Sugarloaf is the famous iconic peak which rises above the harbour and sometimes gives fantastic views of the city. The top of the Sugarloaf is reached by two connecting cable cars. Fortunately the lower of the two cable cars (at the top of the smaller peak) wasn’t as misty so we were able to get great views from there.
We had an excellent day and we felt it was well worth paying the reasonable ‘all-in’ cost of £70 each to explore the main highlights of Rio by means of a tour. We were in a mini bus as part of a small group of 12 or 13 people.
Lunch was included and was taken at Carretao, a Brazilian restaurant just off Copacabana beach. Wow! What fantastic food we had in this place and easily one of the best meals we’ve had all year. The buffet consisted of excellent sushi, fresh salads of all kinds, fruit, black beans, deep fried bananas, all kinds sauces and salsas.
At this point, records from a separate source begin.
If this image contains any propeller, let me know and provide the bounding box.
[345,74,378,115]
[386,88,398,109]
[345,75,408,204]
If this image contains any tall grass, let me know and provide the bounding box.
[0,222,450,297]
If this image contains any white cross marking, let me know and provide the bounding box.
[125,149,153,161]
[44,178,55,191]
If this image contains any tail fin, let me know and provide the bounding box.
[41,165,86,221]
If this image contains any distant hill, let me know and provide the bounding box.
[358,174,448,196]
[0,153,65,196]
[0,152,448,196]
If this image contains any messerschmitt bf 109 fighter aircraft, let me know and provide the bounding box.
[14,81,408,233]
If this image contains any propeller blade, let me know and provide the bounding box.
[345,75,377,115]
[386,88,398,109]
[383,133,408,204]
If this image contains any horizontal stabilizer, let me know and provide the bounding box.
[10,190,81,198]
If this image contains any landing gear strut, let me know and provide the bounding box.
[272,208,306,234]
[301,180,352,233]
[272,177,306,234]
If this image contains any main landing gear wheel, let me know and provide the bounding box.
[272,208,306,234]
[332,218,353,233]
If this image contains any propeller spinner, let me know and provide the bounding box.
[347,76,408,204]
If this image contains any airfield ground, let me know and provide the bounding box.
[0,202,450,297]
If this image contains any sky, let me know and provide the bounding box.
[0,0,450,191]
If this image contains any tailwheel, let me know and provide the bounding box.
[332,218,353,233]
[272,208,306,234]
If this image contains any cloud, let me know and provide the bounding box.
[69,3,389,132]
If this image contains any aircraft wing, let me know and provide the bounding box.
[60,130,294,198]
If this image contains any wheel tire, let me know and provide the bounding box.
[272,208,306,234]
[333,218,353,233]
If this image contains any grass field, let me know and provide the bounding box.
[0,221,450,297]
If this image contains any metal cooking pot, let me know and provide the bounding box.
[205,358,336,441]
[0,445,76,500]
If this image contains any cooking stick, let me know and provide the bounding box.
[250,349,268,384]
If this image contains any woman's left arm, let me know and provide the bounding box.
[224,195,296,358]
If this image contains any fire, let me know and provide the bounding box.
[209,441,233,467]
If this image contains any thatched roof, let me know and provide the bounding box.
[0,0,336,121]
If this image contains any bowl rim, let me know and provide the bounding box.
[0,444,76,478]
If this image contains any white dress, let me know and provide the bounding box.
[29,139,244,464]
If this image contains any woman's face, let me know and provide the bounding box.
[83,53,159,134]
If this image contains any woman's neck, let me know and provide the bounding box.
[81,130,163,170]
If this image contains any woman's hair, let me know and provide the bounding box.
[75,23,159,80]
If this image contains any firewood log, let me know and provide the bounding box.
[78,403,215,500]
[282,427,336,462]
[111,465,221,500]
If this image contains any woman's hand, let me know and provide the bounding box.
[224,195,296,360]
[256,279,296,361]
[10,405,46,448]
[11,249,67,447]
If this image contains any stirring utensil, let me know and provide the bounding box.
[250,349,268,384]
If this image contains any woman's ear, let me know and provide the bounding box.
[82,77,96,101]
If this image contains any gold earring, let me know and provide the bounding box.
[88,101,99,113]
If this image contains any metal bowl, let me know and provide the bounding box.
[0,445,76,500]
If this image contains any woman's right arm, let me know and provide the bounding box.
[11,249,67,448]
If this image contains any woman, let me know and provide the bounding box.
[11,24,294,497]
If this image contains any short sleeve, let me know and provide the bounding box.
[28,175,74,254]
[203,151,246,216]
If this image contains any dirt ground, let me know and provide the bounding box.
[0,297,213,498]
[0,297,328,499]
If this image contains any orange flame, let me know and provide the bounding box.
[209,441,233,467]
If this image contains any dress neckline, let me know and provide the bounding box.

Being a Brazilian restaurant, servers came round the tables with skewers of all kinds of meat and also with fries and garlic bread… what a feast!
We would highly recommend a city tour such as this… it enabled us to get a brilliant overview of the city; the guide gave us a great deal of interesting information which we wouldn’t have otherwise known and we were also taken to places such as the impressive cathedral which we wouldn’t otherwise have got to by ourselves in one day.
And as a city Rio seems to have it all… a wonderful package of weather, beaches, views, parties, restaurants and such a relaxed attitude towards life… definitely one of our favourite cities this year!